Wallace worked on this novel the last 11 years of his life, until his untimely death in 2008, when he took his life. Author of the novels “Infinite Jest,” “Broom of the System,” and short story and essay collections, Wallace left behind hundreds of pages and notes for “The Pale King,” which editors spent two years piecing together. Without an outline, “Infinite Jest” editor Michael Pietsch crafted the storyline, such as it is, based on his experience working with Wallace, drawing together fully revised and rough-draft chapters, handwritten in Wallace’s tiny writing.
Is this the book Wallace would have written if he’d lived to finish it? Of course, we will never know.

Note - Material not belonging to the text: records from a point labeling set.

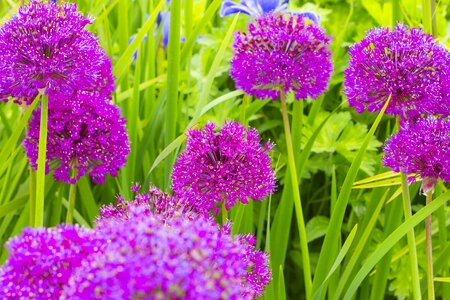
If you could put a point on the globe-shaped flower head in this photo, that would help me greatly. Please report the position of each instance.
(406, 63)
(421, 147)
(46, 46)
(282, 52)
(42, 260)
(222, 167)
(151, 257)
(86, 134)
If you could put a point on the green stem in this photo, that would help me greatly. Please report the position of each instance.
(426, 9)
(173, 67)
(434, 30)
(71, 208)
(430, 280)
(32, 196)
(411, 239)
(243, 111)
(42, 155)
(396, 12)
(297, 201)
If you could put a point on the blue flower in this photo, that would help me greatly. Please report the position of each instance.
(254, 8)
(257, 8)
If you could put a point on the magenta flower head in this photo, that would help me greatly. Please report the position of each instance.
(282, 52)
(86, 134)
(223, 167)
(404, 62)
(423, 148)
(46, 46)
(150, 257)
(41, 260)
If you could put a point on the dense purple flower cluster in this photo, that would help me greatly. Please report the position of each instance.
(223, 166)
(46, 46)
(41, 261)
(282, 52)
(421, 147)
(85, 135)
(406, 63)
(152, 257)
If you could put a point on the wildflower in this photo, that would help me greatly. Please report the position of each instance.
(153, 257)
(282, 52)
(404, 62)
(257, 8)
(46, 47)
(85, 135)
(423, 148)
(222, 167)
(41, 260)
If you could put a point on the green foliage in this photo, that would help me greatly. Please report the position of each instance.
(354, 223)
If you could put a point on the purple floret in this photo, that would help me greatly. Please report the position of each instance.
(152, 257)
(282, 52)
(41, 261)
(46, 46)
(421, 147)
(223, 167)
(86, 134)
(404, 62)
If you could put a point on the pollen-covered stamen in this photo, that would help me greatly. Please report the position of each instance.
(281, 52)
(223, 167)
(404, 62)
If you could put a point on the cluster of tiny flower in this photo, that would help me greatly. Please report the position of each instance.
(153, 247)
(408, 66)
(46, 49)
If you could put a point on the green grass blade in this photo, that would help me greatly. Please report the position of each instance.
(340, 257)
(362, 242)
(192, 39)
(334, 228)
(392, 240)
(281, 285)
(9, 146)
(171, 147)
(125, 59)
(212, 73)
(173, 76)
(41, 164)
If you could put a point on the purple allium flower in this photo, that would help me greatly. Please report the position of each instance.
(282, 52)
(406, 63)
(421, 147)
(46, 46)
(222, 167)
(41, 260)
(86, 134)
(151, 257)
(156, 202)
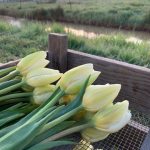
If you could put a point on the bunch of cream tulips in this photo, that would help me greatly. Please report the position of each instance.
(40, 106)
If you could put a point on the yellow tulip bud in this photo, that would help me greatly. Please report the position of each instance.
(33, 61)
(79, 115)
(42, 76)
(41, 94)
(67, 99)
(114, 118)
(72, 81)
(97, 97)
(94, 135)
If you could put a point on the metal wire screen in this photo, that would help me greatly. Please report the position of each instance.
(130, 137)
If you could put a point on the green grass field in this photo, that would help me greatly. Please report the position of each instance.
(128, 14)
(18, 42)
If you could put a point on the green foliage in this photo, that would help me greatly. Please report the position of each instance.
(124, 14)
(33, 37)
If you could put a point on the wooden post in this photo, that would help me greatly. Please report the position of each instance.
(146, 143)
(57, 51)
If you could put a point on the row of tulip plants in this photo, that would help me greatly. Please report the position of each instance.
(41, 106)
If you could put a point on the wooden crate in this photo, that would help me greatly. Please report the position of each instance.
(135, 82)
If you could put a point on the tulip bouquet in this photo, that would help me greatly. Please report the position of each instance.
(41, 106)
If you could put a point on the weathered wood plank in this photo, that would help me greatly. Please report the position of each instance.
(146, 143)
(135, 80)
(57, 51)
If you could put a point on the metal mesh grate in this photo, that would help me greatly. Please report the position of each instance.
(129, 138)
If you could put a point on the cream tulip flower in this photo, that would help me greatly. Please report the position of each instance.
(41, 94)
(72, 81)
(93, 135)
(113, 118)
(98, 97)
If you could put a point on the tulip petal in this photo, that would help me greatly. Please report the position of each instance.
(41, 94)
(94, 135)
(73, 79)
(97, 97)
(113, 118)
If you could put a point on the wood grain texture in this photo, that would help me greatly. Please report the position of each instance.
(135, 80)
(57, 51)
(146, 143)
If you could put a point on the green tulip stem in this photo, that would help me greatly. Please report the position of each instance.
(60, 119)
(16, 95)
(51, 103)
(9, 76)
(11, 88)
(7, 70)
(68, 132)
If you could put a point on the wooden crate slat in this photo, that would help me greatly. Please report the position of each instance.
(135, 80)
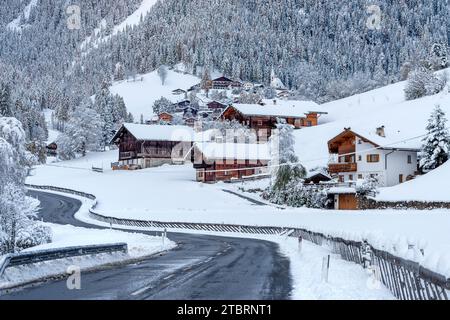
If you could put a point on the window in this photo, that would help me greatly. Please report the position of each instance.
(371, 158)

But it does allow us, as Pietsch hoped, “to look once more inside that beautiful mind.”
Most writers try to disguise their research, or blend it in so it doesn’t stick out. But Wallace’s research is the book, and not simply because it is unfinished. He doesn’t hide it, nor would we want him to because the world he creates with it is so colossally fascinating.
The book has been called “mock memoir”; Wallace called it “vocational memoir.” But I’d call it “fictional ethnography,” a recounting of the work, lives, and lore of the men and women of “the Service,” as they struggle to make the unbearable bearable.
In writing about boredom – about the mind-numbing capacity of numbers and auditing and taxation – might Wallace have inadvertently produced a book that is, in fact, boring?
Most definitely not. The miracle is that Wallace created a book of genius proportion out of something proportionally so uninteresting.
But then again David Foster Wallace could write a book about doorknobs and make it interesting.
“To be, in a word, unborable.... It is the key to modern life. If you are immune to boredom, there is literally nothing you cannot accomplish,” writes Wallace, in this book that’s every bit as brilliant and daring as “Infinite Jest,” with a deftness and maturity of writing that exceed it.